Question Date: 2007-09-05
Answer 1:

You're mixing up your directions. Say a person is spinning in a cylinder.The centripetal force is the push on his back of the wall of the cylinder which keeps him moving in a circle, instead of flying off on a straight line. Try twirling a rock around on a string, and then let go (make sure no one is near by to get hit!). See - it will fly off in a straight line. The string provided the centripetal force to keep it spinning, until you let go. This is the viewpoint of the INERTIAL observer - someone who is on the outside, that is in this case, you, watching the rock on the string.

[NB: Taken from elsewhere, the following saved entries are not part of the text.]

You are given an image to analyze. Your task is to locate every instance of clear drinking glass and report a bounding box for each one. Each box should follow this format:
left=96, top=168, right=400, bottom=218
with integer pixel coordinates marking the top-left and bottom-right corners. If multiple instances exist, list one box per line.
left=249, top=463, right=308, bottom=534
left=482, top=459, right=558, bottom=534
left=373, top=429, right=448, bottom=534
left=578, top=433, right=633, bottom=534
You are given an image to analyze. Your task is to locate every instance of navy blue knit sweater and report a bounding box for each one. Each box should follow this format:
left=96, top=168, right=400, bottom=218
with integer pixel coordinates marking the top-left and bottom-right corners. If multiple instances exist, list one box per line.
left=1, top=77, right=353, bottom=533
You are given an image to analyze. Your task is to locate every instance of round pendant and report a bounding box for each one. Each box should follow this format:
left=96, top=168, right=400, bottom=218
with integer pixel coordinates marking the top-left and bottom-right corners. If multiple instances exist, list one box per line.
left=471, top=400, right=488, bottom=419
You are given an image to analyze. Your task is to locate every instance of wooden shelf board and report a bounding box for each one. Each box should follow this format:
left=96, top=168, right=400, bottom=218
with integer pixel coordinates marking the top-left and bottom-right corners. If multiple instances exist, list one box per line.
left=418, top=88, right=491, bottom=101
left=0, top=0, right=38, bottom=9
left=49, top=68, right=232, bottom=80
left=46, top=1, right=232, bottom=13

Now, CentriFUGAL force is what you FEEL when you are inside the cylinder, and you feel like you are being pushed out.

Centrifugal force is not a"real" force in the sense that you only feel it when you are on aNONinertial platform, like the spinning cylinder, or a car that is accelerating around a curve. When you go around a curve in a car, and you feel pushed sideways - that is centrifugal force. It is your body's natural reaction to the centripetal force, which always points in towards the center of the circle.

So - the spinning cylinder creating artificial gravity: the artificial gravity will point outward. You will walk on the walls, but you will"think" the walls are the floor. Suppose you create a spinning space station spinning at a rate such that the rooms on the outside perimeter are maintained at 1g. The closer to the center you get, the less artificial gravity you have. So, put your zero-g testing lab at the very center!


Answer 2:

I'm not sure what you mean by a "hight-mass sphere. "What you're describing is basically being in orbit, where gravity is providing the centripetal force (or acceleration).

Check out the Wikipedia web page for gravitational time dilation: G time-dilation which has these three cases (orbit, hollow sphere, solid sphere). You can't cancel the forces; they all add up, and time always goes slower for you.